Quanto ao mérito, Viegas explicou que o laudo médico informa que os primeiros sintomas da doença incapacitante (colunopatia) surgiram após um ano de contrato com a empresa — outubro de 2013. E que o contrato de seguro firmado entre as partes vigorou de agosto de 2012 e fevereiro de 2013. Ou seja, quando da ocorrência do ‘‘suposto sinistro’’, não havia contrato de seguro vigente entre as partes, o que acarretaria, por si só, a improcedência do pedido.

‘‘Ainda que assim não fosse, não seria o caso de acolher a pretensão da parte autora, pois excluído da cobertura, de modo expresso e claro, o risco ‘invalidez por doença ocupacional’ , na cláusula 4.3.4’’, definiu o julgador.

Sentença reformada
A 5ª Câmara Cível do Tribunal de Justiça, por unanimidade, deu parcial procedência ao recurso de apelação interposto pela parte autora, condenando a seguradora ao pagamento de R$ 16 mil, valor corrigido monetariamente pelo IGP-M desde maio de 2015, acrescido de juros de mora de 1% ao mês a contar da citação.
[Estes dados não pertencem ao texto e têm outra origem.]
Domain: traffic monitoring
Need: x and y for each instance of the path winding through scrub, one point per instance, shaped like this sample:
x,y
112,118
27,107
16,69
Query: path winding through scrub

Na fundamentação, o relator do recurso, desembargador Jorge Luiz Lopes do Canto, afirmou que a seguradora não conseguiu provar, como era seu dever, a extinção do direito da parte autora. Ou seja, não provou que a doença que resultou em invalidez não tenha sido desenvolvida em razão do trabalho.

‘‘Frise-se que a perícia realizada na Justiça do Trabalho é clara ao informar a ocorrência de invalidez em face do trabalho desenvolvido na empresa estipulante, restando a parte autora inapta para o trabalho que exercia anteriormente’’, complementou no acórdão. Com isso, ele concluiu que a doença que acometeu a autora deve ser considerada acidente laboral, incluído dentro do conceito de acidente pessoal.

Em complemento, Lopes do Canto destacou que, em se tratando de seguro pessoal, como no caso dos autos, não se pode investigar quanto à proporção do prejuízo sofrido. Afinal, a vida ou a redução da capacidade produtiva não é passível de perfeita estimativa econômica, pois tal violaria princípio da dignidade humana.

Total falta de ciência
O relator criticou a redação da cláusula do contrato de seguro que, na prática, excluiu a autora dos danos de doença ocupacional. É que as restrições elencadas no documento entabulado entre as partes não estavam redigidas de forma clara, em afronta ao inciso III do artigo 6º do Código de Defesa do Consumidor. Com isso, a autora, a parte hipossuficiente na relação de consumo, não teve ‘‘ciência efetiva’’ dos limites impostos à cobertura securitária.

‘‘Portanto, o consumidor tem o direito de prever qual será a exata medida da cobertura contratada. Nessa seara, a contradição no pacto firmado entre as partes deve ser interpretada de forma favorável ao consumidor. É assim que estabelece o art. 47 do Código de Defesa do Consumidor, que dispõe que a interpretação da lei deve se dar em favor da parte hipossuficiente na relação de consumo’’, escreveu o relator, reformando a sentença.